If your company’s website isn’t secured properly, it might be easily compromised, which might result in vandalism, disturbance of service, or even the theft of company or customer data. Every one these can have serious consequences.
Sites Differ from business to business, however there are some basic suggestions to follow:
- If hosting your site (s) internally on servers belonging to your business:
- Restrict access to authorized employees only.
- Apply all available and relevant patches to the Web server operating systems and any other software that is running, helping resolve any known issues.
- Implement regular backups of your business systems to a server at a separate location.

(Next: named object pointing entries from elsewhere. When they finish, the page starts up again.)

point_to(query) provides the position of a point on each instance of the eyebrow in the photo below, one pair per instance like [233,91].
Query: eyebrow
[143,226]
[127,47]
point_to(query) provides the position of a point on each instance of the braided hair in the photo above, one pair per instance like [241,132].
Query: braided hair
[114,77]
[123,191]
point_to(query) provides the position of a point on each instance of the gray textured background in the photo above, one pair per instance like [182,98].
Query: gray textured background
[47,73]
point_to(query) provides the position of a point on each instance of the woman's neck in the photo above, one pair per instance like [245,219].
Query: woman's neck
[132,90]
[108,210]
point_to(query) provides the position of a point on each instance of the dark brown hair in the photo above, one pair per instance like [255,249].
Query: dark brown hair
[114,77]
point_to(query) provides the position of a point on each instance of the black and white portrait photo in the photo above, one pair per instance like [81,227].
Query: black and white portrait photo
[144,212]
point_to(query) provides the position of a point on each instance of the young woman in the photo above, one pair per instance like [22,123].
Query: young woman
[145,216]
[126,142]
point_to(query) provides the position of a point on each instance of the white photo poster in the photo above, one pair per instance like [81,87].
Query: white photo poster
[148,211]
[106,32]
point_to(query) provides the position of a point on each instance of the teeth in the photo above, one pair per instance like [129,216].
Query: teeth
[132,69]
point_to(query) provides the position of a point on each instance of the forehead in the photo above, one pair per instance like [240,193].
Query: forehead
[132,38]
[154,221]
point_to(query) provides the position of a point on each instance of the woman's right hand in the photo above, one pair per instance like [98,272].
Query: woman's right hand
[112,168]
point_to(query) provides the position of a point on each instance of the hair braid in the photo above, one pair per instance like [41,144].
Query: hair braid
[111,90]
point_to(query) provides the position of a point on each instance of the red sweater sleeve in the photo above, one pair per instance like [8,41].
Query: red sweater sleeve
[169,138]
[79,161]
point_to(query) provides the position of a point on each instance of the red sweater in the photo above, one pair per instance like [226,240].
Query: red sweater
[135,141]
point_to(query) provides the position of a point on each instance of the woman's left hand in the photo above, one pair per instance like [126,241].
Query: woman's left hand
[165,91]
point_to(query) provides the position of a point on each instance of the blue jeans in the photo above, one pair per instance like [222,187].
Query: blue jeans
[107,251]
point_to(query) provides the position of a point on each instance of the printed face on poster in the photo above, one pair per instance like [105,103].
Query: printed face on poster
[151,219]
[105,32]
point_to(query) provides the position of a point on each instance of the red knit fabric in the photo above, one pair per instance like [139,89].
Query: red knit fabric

- Turn on server logging and have whoever is in charge of the server(s) review those logs regularly and keep an eye out for suspicious activity.
- If your business uses a Web hosting service, make sure they have a security plan and that they:
- Scan their Web servers and your website for potential issues and then fix those issues to protect the server and your site further.
Monitor your website (and any systems) for intrusion or attempted vandalism.
- Protect your website from interference and disruption.
- Will restore your site to service in the event of a failure or interruption by cybercriminals.
- Do not post any personal emails on your business website as spammers and others will use them (e.g., for phishing). Use generic business accounts like firstname.lastname@example.org or email@example.com.
- Be prepared in case your business website is compromised. You may need to reduce service, switch to a backup server or service provider, or even take your site offline temporarily. Consider all of this before a security incident takes place, so everyone in the business knows what needs to be done.